NK: Thinking about other forms of creative expression, I’m curious to learn more about your process in deciding which of the 160 artists featured in documenta you’d highlight in the film. There seems to be particular emotional and thematic significance afforded to Marta Minjín’s The Parthenon of Books [2017] and Daniel Knorr’s Expiration Movement [2017].

DA: There were more than 1,500 artworks presented in documenta 14 and around 600 of them are presented in the film. But the film is not only about presenting artworks. I was more interested in the artistic and curatorial process that produced the exhibition. I was lucky that I could film a lot of these early discussions between Adam and invited artists, and elaborate and follow through until the exhibition of these works.
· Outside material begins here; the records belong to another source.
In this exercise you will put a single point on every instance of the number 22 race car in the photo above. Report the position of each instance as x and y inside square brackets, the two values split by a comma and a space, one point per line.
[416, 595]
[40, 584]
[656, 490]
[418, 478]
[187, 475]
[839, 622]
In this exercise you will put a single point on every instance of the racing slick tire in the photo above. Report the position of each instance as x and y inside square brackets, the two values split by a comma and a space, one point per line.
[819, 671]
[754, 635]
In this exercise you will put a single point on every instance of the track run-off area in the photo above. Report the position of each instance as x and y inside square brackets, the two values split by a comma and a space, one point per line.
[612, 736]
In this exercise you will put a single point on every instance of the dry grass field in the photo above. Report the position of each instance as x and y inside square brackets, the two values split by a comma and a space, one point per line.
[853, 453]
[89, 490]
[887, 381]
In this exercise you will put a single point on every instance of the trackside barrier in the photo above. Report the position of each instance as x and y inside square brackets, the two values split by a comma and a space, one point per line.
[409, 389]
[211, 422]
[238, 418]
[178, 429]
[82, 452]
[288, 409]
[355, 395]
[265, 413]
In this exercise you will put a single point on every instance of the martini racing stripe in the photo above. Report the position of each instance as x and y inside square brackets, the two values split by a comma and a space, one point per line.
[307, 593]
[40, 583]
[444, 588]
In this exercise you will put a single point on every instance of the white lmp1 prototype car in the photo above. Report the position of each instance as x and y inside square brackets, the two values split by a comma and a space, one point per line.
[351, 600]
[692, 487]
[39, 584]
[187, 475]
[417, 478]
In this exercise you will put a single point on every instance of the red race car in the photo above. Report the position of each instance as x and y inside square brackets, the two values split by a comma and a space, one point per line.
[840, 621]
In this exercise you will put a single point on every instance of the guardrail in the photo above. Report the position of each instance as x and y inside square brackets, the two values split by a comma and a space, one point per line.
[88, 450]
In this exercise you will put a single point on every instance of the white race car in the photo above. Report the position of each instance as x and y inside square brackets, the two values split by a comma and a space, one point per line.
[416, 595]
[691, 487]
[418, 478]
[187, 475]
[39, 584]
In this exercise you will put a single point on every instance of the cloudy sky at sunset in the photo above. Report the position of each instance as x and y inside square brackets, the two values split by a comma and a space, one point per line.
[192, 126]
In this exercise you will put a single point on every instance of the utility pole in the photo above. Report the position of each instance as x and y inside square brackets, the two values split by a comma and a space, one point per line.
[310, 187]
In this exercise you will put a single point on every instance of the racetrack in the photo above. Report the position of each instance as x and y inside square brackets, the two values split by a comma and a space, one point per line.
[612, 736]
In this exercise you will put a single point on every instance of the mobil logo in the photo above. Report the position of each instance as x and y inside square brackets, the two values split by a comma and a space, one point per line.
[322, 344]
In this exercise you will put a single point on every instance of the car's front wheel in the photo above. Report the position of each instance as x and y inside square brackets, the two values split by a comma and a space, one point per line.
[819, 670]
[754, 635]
The ones you are referring to are certainly some of the central pieces of the exhibition—the public monumental ones, like Marta Minujin's Parthenon of Books, Daniel Knorr's Expirational Movement, Olu Oguibe's Monument for Strangers and Refugees, The Mill of Blood by Antonio Vega Macotela, just to mention a few. But like the exhibition, artworks are not presented in a random array. All of them contribute to building a narrative.

NK: The film premiered at this year’s Berlinale, which was shaped by controversy surrounding the institution’s complicity within the ongoing genocide in Gaza. Now in New York, there is a counter-festival being programmed in protest of Lincoln Center’s zionist board members. As someone whose film directly contends with the nuance of creating politically provocative art within neoliberal institutions, what changes have you perceived in the ecosystem for global artists compared to when documenta 14 was held, and do you believe artists can navigate this ecosystem to create formally generative and politically salient work?

DA: There was a moment in Greece during the junta's brutal regime when all art, songs, and literature had to be approved by a censor committee. It was interesting to see how songwriters and poets disguised their political work into love songs. Well, there is a moment in the film, a lecture by the philosopher Franco “Bifo” Berardi, where he says that labor, art, and our knowledge are the content, and that capitalism and power are the form. But power is also a regime of visibility and invisibility. One has to understand this and has to make a choice if he wants to be visible or invisible. I believe that art is stronger when it is visible.

Exergue - on documenta 14 screens this afternoon, October 12, and tomorrow October 13, as part of the 62nd edition of the New York Film Festival.